Per chi invece si trova a Roma o Napoli, le condizioni sono decisamente più invitanti per trascorrere tempo all’aria aperta. Le temperature miti permettono di godere di una passeggiata nei parchi cittadini o lungo il mare, magari approfittando di eventuali schiarite. Un abbigliamento medio-pesante sarà sufficiente, senza necessità di imbottiture eccessive. Questo è il momento perfetto per quelle attività che richiedono condizioni non troppo rigide: dalla corsa mattutina al giro in bicicletta, fino a una gita fuori porta nelle campagne o nelle zone collinari circostanti.
Per i residenti a Trieste e Venezia, la situazione richiede un approccio più cauto. Conviene tenere a portata di mano l’ombrello, soprattutto a Trieste dove la probabilità di pioggia è comunque significativa. L’abbigliamento dovrà essere adeguato a temperature fresche e umidità elevata, con particolare attenzione a proteggere le estremità dal freddo. Le attività all’aperto sono certamente possibili, ma è meglio pianificarle con una certa flessibilità, pronti a ripararsi al chiuso in caso di pioggia.

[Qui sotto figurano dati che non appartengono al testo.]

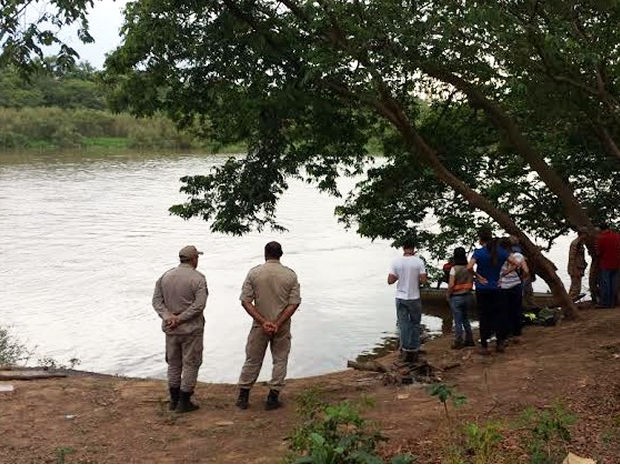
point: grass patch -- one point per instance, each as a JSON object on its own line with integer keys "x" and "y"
{"x": 335, "y": 433}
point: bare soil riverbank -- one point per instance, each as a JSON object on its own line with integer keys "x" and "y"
{"x": 104, "y": 419}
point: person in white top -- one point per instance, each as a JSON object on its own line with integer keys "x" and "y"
{"x": 514, "y": 271}
{"x": 408, "y": 272}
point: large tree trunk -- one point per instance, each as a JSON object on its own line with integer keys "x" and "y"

In generale, questa giornata ricorda quanto sia importante consultare le previsioni prima di uscire e quanto il clima italiano possa variare significativamente anche a distanza di poche centinaia di chilometri. Chi ha la fortuna di trovarsi al Centro-Sud potrà approfittare di una giornata invernale ma gradevole, mentre chi vive al Nord dovrà armarsi di pazienza e del giusto abbigliamento per affrontare condizioni decisamente più impegnative. Per gli automobilisti milanesi e triestini, attenzione alle strade potenzialmente bagnate nelle ore serali, che potrebbero rendere la guida più delicata, soprattutto con le temperature prossime allo zero che potrebbero favorire la formazione di ghiaccio durante la notte.